Phishing is a very prolific business for cybercrime, bad actors are adopting even more sophisticated techniques like the one discovered recently which hit French-speaking computer users, in an attempt to steal their online banking credentials.
The discovery was made by experts at Malcovery Security, this new attack scheme is not a classic direct phishing, which is based on malicious emails which contain links or attacked malware used to deceive victims, instead, the emails purport to be from an entity that isn’t the targeted bank and informs victims that due a billing mistake they have to be refunded to their account.
The fraudsters refer limited quantity of money, as much as €95 or $127, and request victims to provide information on their bank account that will receive the transfer of refunded sums.
A this point victims are redirected to a page where is asking them to provide the above information, the cyber criminals implemented a mechanism to verify the credentials to the third party before allowing the victim to proceed.
Gary Warner from Malcovery Security explained that the third party entity used in this sophisticated phishing attack is SFR, a French telecommunications company that provides phone services (mobile and landline), along with Internet and IP TV products.
“While there are several versions of the SFR phish, the most sophisticated that we have encountered so far can be seen on a British horse enthusiasts website (obviously hacked). What makes this one particularly compelling is that it begins by requiring the victim to be using their true SFR userid and password. On the originating screen, the user is told to “Connectez-vous” by entering his userid (Identifiant) and password (Mot de passe).” is reported in the blog post.
The attack scheme is not new, its improvement is related to the SFR login verification process that is being performed.
According to the researcher the Malcovery’s PhishIQ service has detected more than 1,000 SFR phish on more than 330 hacked servers so far this year, which demonstrate that the technique is largely used by fraudsters.
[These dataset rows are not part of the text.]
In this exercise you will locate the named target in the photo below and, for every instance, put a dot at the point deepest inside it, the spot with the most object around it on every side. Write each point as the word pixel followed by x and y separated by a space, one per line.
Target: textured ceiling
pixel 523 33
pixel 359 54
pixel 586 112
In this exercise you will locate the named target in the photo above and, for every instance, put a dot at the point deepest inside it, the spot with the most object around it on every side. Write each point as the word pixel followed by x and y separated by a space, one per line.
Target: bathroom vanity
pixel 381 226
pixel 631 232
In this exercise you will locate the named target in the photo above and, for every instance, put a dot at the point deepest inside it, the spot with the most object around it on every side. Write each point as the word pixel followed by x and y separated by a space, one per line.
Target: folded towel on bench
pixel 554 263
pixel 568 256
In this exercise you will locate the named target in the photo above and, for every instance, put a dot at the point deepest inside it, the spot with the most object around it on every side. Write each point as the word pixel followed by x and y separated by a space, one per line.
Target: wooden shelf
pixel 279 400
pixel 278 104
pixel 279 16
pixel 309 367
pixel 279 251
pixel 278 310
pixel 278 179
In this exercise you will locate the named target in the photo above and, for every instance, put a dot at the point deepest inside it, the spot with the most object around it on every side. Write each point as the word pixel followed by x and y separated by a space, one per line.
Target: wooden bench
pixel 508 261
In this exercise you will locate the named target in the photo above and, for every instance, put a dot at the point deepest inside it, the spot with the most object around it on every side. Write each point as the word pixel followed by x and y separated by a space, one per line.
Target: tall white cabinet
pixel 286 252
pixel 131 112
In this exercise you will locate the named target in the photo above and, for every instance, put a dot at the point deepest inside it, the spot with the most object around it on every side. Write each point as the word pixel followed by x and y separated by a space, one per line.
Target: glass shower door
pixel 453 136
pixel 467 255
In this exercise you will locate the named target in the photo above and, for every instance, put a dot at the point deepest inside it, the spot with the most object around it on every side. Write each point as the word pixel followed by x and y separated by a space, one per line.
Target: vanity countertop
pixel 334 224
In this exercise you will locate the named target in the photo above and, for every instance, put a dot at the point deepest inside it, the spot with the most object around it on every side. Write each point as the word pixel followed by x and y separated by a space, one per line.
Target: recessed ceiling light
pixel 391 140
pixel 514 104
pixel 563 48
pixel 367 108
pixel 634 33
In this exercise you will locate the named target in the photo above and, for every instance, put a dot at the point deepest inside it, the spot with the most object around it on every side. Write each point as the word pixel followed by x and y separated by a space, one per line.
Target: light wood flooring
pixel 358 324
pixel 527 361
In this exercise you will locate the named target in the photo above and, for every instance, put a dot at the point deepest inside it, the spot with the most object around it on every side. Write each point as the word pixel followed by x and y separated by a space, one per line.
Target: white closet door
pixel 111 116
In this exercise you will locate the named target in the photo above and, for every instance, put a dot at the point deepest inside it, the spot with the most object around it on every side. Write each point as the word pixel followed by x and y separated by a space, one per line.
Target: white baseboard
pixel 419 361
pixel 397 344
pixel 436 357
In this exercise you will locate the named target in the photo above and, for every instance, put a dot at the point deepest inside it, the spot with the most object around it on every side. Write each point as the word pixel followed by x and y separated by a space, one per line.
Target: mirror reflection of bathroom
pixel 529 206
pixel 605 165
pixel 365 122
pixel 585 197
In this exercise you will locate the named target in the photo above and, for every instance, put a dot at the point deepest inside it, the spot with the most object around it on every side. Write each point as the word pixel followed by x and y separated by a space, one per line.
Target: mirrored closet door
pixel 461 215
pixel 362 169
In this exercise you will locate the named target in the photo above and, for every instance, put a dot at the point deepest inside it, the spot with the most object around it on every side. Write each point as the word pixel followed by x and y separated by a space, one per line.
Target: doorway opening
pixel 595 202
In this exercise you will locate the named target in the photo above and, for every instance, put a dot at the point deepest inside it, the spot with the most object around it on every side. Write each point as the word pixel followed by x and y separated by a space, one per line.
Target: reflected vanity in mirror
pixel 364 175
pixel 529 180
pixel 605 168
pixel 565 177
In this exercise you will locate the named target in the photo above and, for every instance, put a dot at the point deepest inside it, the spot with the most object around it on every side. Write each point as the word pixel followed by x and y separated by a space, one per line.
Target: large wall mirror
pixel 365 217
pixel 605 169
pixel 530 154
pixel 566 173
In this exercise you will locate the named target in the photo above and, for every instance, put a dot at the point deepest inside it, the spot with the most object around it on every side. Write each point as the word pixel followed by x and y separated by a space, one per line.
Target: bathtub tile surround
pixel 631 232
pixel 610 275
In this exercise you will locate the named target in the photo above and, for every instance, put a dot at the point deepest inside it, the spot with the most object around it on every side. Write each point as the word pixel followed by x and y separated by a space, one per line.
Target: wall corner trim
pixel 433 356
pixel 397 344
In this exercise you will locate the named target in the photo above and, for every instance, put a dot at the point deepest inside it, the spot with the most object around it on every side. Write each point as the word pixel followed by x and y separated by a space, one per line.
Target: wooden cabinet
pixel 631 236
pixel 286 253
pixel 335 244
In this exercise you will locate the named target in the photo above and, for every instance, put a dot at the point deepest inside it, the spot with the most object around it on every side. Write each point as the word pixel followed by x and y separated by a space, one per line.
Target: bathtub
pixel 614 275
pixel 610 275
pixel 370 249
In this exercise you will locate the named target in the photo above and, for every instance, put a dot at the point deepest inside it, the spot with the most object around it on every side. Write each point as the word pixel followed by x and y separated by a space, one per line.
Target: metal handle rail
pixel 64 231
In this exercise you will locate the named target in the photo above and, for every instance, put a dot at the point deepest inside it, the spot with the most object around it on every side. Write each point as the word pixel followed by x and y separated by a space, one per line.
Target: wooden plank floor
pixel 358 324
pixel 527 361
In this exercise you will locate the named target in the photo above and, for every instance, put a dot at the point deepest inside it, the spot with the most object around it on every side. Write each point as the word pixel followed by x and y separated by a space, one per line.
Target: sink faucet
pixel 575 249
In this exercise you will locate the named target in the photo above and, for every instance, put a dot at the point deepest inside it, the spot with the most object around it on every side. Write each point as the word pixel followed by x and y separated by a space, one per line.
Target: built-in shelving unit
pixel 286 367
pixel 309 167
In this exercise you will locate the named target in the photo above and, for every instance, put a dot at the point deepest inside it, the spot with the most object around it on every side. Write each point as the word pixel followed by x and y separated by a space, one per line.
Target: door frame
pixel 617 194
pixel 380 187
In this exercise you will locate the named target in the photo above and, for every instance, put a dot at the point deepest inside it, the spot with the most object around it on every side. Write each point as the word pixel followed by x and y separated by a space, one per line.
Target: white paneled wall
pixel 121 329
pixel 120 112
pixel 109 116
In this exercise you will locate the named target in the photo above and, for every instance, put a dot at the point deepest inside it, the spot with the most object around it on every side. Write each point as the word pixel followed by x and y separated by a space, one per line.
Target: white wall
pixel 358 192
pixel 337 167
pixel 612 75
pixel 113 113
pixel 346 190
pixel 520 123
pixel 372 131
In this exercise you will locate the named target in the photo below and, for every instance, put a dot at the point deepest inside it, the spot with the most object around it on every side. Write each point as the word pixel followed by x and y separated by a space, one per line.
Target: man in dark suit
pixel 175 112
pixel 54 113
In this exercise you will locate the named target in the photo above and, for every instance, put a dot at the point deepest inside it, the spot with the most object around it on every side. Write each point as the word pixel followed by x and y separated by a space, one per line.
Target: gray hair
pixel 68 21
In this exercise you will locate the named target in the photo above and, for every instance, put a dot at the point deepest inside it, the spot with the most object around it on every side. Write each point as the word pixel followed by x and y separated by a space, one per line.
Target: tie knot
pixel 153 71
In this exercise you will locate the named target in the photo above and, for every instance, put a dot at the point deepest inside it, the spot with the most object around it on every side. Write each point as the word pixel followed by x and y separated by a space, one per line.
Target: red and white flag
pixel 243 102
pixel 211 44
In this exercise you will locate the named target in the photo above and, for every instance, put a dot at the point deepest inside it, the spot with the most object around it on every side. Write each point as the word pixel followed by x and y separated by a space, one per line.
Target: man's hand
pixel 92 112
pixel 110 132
The SFR provided by the victims are passed to the legitimate SFR to verify if they are valid, in case of incorrect credentials a message is returned to the victims which are allowed no more of 5 attempts before their account would be blocked.
This is pure social engineering to trick users into believe that the company which want to provide the refund is legitimate such as the entire process.
When victims provide valid credentials it is requested them to select from a list of French banks which is their financial institutions, depending on the chosen bank the attackers request the appropriate additional verification information used by the specific bank.
“Depending on which bank they choose, they will be prompted for appropriate additional verification details used by that bank,” states the post.
With this scheme the cyber criminals are collecting all the data required to access the bank account, as explained by the research this is one of the most complex schema seen since now because it involves different technologies and tricks.
“one of the most sophisticated phish we’ve seen to date, employing ‘man-in-the-middle’ logins where SFR credentials are tested before the victim is allowed to proceed, and nearly a dozen customized bank security procedure questions being processed.” Warner said.